トップギタリスト村治佳織をはじめ多くの奏者を幼少期からの英才教育で育んできた、村治昇氏がこう述べている。
≪なぜ、芸術、スポーツを問わず多くのコンサートや大会があるのでしょう。それは一言で言うならば「一番になりたい」という気持ちが人間の持つ本質の中にあり、その気持ちがあるからこそ、さまざまな分野が現在あるような形にまで発展してきた大きな原動力の一つになっているからなのでしょう≫ (『先生!どんなふうに育てているの?/子どもの夢の叶え方』2006年)
順位のつかない競技はない。肉体をぶつけ、球やシャトルで相手を射て、隣のレーンのライバルに激しい闘志をぶちまかす。
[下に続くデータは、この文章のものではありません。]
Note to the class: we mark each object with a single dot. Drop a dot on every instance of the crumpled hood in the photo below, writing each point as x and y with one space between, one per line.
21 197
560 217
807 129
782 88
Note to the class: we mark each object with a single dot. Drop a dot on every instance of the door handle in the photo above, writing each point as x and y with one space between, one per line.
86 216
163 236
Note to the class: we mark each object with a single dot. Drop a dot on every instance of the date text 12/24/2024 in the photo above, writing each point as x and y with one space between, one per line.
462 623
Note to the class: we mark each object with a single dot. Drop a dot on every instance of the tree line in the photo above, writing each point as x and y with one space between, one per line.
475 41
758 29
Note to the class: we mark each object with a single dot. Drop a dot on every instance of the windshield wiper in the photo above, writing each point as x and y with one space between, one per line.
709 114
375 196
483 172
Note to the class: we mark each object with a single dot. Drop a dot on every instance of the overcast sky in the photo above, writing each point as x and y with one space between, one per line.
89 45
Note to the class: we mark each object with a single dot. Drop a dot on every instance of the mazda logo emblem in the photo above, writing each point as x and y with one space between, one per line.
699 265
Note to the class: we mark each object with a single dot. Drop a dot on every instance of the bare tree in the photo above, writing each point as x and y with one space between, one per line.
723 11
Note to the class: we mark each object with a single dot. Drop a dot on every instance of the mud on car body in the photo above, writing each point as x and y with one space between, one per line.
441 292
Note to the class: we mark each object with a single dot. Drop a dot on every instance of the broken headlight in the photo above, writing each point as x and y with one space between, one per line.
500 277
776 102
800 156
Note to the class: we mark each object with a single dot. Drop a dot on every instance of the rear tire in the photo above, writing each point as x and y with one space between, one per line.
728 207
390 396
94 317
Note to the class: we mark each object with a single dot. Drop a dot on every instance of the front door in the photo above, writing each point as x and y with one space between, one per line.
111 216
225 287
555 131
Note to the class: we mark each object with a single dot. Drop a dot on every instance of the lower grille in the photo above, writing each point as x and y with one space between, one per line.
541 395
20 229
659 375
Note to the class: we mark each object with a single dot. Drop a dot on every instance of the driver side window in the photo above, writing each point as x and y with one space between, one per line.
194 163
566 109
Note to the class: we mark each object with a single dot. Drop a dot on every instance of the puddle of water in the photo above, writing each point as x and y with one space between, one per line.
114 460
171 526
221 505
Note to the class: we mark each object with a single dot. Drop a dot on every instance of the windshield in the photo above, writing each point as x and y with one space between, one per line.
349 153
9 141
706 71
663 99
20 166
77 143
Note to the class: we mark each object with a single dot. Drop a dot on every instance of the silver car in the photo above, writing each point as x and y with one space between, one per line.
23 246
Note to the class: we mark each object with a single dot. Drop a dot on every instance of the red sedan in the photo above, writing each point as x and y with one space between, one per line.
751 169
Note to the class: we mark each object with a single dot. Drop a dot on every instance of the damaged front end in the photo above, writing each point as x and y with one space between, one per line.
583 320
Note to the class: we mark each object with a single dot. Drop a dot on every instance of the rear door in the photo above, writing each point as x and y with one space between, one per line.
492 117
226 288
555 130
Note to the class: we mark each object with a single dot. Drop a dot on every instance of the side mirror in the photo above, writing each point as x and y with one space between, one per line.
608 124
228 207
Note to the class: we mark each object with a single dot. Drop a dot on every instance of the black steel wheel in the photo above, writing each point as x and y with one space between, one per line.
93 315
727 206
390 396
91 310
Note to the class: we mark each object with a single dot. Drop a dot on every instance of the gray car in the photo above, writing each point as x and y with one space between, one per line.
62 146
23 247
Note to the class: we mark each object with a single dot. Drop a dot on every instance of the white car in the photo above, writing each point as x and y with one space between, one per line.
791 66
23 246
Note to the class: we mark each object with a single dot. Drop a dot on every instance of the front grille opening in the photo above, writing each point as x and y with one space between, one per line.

闘争の行く末は「一番になりたい」である。一番になれないならば、せめて順位を上げて自分の実力を示したい。スポーツだけでなく、音楽、学問、技術、経済、政治もすべてが、人間の本能によって成長を遂げている。
自分で楽しむだけだから、という人もいる。でも「上手だね」「そんなあなたが好き!」なんて誉められれば俄然元気が出る。それもまた「発展の原動力」と言えるのではないだろうか。適度な競争は絶対に必要なことである。